Graphic by Nate Barton
If there is one lesson that Americans learned in 2016, it’s that we have failed at building political bridges. Less than 25 percent of Americans talk to people with whom they politically disagree, according to Jill Lepore in “The State of the Presidential Debate,” published Sept. 16, 2016 by The New Yorker. That statistic is telling and, unfortunately, not really that surprising. This complete failure in political discourse was exemplified, once again, in the Women’s March in Washington D.C.
In case you missed it, the organizers of the Women’s March in D.C. revoked partner status from New Wave Feminists, a pro-life feminist organization. In the Women’s March statement posted on Twitter on Jan. 16, they confirmed that their stance was staunchly pro-choice.
In a tweet posted two days later, the Women’s March elaborated on their Principles of Unity, “a collective and collaborative effort from a broad and diverse group of leaders.” This broad and diverse group, however, did not include one of the 40 percent of American women who consider themselves pro-life, according to the Pew Research Center in “Public Opinion on Abortion,” published Jan. 11.
This false sense of inclusivity is what really bothers me. If the organizers of the Women’s March wanted to plan a pro-choice march, they have every right to do that. But by naming this the Women’s March, it implies that all women are welcome.

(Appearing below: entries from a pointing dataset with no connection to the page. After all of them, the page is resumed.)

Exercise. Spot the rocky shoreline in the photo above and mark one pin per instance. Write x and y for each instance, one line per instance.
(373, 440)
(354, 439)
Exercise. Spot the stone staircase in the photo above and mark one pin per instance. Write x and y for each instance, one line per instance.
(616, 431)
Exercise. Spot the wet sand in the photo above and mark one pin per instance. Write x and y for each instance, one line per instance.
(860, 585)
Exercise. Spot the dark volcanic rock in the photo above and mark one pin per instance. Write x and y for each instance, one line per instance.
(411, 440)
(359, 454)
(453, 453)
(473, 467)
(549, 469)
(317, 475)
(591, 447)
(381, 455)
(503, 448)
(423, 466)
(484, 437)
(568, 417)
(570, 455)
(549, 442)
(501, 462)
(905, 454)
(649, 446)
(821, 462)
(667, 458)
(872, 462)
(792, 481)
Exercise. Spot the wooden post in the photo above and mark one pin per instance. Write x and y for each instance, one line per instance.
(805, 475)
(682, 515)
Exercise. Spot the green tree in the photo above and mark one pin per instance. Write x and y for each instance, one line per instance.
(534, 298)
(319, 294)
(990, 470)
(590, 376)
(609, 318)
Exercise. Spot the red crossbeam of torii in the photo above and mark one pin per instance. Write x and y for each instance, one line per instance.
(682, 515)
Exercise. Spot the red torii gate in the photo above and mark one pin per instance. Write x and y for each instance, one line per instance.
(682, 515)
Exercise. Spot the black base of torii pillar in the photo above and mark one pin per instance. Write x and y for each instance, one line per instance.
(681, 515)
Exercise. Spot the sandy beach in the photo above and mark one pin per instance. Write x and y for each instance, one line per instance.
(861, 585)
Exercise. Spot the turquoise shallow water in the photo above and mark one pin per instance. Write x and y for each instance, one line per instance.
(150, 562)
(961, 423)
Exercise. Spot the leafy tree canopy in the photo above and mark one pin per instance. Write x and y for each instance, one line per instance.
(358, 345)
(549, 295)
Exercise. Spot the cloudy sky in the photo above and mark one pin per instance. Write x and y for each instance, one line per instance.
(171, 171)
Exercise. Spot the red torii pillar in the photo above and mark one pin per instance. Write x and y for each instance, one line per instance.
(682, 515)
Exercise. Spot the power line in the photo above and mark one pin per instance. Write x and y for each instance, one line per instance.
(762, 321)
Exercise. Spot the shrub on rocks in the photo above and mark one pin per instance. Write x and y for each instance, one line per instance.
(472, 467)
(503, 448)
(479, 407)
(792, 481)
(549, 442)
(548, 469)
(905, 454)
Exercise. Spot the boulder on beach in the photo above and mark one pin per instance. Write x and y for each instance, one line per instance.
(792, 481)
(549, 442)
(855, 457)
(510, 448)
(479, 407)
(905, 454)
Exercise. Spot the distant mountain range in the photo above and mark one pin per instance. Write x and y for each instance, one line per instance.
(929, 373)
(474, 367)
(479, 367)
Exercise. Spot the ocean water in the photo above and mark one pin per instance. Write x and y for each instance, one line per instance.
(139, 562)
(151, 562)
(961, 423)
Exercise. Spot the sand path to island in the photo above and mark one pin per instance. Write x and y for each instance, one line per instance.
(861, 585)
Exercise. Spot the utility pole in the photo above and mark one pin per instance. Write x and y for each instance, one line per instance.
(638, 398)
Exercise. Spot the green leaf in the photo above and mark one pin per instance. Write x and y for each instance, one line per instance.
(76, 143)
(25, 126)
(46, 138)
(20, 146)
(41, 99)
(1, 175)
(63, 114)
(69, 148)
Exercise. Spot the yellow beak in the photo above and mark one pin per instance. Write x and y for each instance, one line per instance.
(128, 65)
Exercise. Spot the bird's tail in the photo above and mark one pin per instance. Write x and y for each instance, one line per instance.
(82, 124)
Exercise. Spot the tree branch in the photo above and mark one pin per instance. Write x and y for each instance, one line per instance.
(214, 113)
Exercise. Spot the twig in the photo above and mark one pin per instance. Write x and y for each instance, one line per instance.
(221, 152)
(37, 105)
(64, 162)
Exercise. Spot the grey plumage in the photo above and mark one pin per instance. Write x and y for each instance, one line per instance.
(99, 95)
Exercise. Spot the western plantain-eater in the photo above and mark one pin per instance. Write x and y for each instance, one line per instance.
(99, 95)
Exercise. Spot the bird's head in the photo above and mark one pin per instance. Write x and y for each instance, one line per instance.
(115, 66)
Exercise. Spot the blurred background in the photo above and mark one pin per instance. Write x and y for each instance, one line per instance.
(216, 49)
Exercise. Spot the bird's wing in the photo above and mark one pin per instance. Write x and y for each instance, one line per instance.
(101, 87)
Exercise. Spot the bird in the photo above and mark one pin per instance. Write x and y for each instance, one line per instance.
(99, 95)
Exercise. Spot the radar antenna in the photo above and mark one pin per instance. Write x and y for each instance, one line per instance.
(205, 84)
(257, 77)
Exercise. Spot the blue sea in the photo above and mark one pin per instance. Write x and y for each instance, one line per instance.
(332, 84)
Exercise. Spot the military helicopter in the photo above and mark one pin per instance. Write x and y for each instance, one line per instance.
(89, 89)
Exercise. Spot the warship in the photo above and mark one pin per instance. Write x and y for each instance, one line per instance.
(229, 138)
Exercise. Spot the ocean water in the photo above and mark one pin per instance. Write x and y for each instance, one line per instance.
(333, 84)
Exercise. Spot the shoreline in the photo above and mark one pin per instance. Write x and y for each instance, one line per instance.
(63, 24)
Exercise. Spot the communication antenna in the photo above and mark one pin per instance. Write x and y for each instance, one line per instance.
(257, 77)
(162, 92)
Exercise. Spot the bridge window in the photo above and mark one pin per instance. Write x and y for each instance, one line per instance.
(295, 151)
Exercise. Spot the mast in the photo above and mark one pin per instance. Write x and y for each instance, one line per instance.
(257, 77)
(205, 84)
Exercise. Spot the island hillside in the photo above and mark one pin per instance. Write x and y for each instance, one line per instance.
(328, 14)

By saying that it was planned by a group of “broad and diverse” people, it suggests that it could include a broad and diverse set of beliefs and opinions. Instead, it represents one of the most troublesome aspects of American culture. Even within an event that is supposed to bring diverse people together, political differences are still not acceptable.
Pro-life organizations still participated in the Women’s March on Saturday because they recognized that it was bigger than political labels, Planned Parenthood or specific policy opinions. Abortion is an incredibly important political and moral issue, but one’s opinion on it does not somehow define what it means to be a woman. The women’s movement is meant to bring diverse women together, give them a voice and build them up. The Women’s March missed their chance to do that.